Minnesota Stadium is State-of-the-Art
U.S. Bank Stadium, which opened in July 2016, is a state-of-the-art facility and is equipped with several types of lightning for various events, and it’s important that it does. This is because when you’re on site at an event, you don’t need as much artificial light to see the action as you do when you’re watching it on television.
Human eyes can make huge adjustments at a live event; on television, the technology has to make the adjustments for the remote viewers. LEDs have the ability to be adjusted for these varying needs.
“You can imagine an arena that hosts hockey and basketball. You need much warmer color points for basketball, given the contrast you want to provide from the floor, which is wood, compared to ice hockey, which is quite a challenge, because you have the white of the ice and the white edges of the backboards, and you have to provide that contrast to the light,” Hartnett said.
“In fact, both of those organizations (NBA, NHL) have set requirements and standards for professional games of the color-temperature of the lighting that needs to be provided. Some have even gone further to provide a TLCI spec for certain games.”
TLCI (Television Lighting Consistency Index) is a more accurate measure of color fidelity for broadcast use than CRI and this is especially apparent when viewing saturated colors, Hartnett said.
“Lighting optimized for a TLCI specification provides light that better matches to the camera’s red, green and blue response curves,” Hartnett said. “The human eye perceives light differently than a camera does due to this difference in response to red, green and blue wavelengths.”
LEDs Are No Longer ‘Shop Lights’
For years, LEDs were pejoratively called “shop lights” and had a reputation for being creepy. Not anymore; the technology has been improved big time since those early days. Often, the human eye cannot tell the difference between a new-gen LED and an old-school light bulbs.
The measure of light intensity as a function of wavelength is the spectrum of the LED; this varies by CCT and CRI. Correlated color temperature (CCT) is a measure of light source color appearance defined by the proximity of the light source’s chromaticity coordinates to the blackbody locus. A color rendering index (CRI) is a quantitative measure of the ability of a light source to reveal the colors of various objects faithfully in comparison with an ideal or natural light source.

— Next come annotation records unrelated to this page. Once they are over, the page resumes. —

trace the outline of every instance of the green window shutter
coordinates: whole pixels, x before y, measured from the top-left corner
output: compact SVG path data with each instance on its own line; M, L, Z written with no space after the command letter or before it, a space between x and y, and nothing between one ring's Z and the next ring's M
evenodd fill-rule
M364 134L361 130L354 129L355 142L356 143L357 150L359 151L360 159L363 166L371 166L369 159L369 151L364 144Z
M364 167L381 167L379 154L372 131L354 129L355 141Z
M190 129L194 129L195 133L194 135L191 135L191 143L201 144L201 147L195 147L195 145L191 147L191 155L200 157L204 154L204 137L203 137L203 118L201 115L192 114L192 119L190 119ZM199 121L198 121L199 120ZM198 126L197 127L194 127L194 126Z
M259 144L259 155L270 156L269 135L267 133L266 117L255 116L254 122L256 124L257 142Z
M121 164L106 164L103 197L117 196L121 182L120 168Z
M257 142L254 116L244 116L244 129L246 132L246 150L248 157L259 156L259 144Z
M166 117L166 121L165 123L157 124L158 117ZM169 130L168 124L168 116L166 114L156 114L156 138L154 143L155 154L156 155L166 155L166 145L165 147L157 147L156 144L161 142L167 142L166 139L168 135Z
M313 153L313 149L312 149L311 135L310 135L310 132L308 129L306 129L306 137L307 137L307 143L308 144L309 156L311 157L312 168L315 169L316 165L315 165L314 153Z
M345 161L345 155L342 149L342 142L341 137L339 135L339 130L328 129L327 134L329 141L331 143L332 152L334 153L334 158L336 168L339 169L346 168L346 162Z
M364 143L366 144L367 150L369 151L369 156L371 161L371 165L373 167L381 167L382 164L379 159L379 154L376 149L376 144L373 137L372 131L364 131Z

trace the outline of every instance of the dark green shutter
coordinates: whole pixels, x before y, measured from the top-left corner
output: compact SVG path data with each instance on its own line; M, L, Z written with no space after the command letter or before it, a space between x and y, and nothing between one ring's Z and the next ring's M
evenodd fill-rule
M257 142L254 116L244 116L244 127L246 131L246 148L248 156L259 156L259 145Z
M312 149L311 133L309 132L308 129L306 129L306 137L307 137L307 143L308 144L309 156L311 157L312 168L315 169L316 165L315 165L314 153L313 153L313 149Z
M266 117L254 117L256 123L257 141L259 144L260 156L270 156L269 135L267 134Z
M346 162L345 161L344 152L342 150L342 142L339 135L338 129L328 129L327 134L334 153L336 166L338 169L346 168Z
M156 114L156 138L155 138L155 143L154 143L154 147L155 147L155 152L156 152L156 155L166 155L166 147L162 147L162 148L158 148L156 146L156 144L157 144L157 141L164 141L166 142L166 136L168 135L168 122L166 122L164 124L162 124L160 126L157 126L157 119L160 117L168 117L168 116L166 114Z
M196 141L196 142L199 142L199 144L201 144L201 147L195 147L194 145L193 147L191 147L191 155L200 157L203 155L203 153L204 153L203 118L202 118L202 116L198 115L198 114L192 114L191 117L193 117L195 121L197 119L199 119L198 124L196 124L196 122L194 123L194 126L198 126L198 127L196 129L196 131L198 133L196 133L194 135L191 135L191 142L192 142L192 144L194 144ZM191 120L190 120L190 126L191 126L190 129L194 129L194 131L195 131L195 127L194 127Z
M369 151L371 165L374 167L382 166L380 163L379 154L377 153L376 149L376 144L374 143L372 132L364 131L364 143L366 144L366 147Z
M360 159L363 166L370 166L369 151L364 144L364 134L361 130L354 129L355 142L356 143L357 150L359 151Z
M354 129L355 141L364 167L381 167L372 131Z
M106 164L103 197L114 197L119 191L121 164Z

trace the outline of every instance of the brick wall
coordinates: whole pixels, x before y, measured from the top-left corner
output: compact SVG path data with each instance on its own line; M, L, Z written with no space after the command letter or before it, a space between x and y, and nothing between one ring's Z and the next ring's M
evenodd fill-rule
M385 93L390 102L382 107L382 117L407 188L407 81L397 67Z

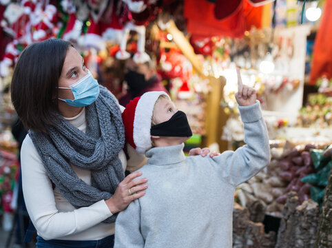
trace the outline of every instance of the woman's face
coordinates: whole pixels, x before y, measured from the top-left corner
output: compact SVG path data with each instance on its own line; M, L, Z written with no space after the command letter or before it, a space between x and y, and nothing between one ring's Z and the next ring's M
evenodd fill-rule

LEDs are naturals at enabling beam control. LED lamps have a lifespan and electrical efficiency which are several times greater than incandescent lamps, and are significantly more efficient than most fluorescent lamps, with some chips able to emit more than 300 lumens per watt.
The LED lamp market is projected to grow by more than 12-fold over the next decade, from $2 billion in the beginning of 2014 to $25 billion in 2023, a compound annual growth rate (CAGR) of 25 percent. As of 2016, LEDs use only about 10 percent of the energy an incandescent lamp requires.
A color rendering index (CRI) is a quantitative measure of the ability of a light source to reveal the colors of various objects faithfully in comparison with an ideal or natural light source.
Lumileds has a reputation for being a first mover in lighting chip design, packaging and software. A year ago, its parent company, Philips, sold Lumileds to Apollo Global Management, making Lumileds an independent company. The transaction valued the lighting company at $2 billion.
Lumileds, which has an LED fabrication plant at its headquarters, has more than 9,000 employees across 30 countries.
When you watch the Super Bowl today, know that some of those 9,000 employees are helping bring you vivid images of that game.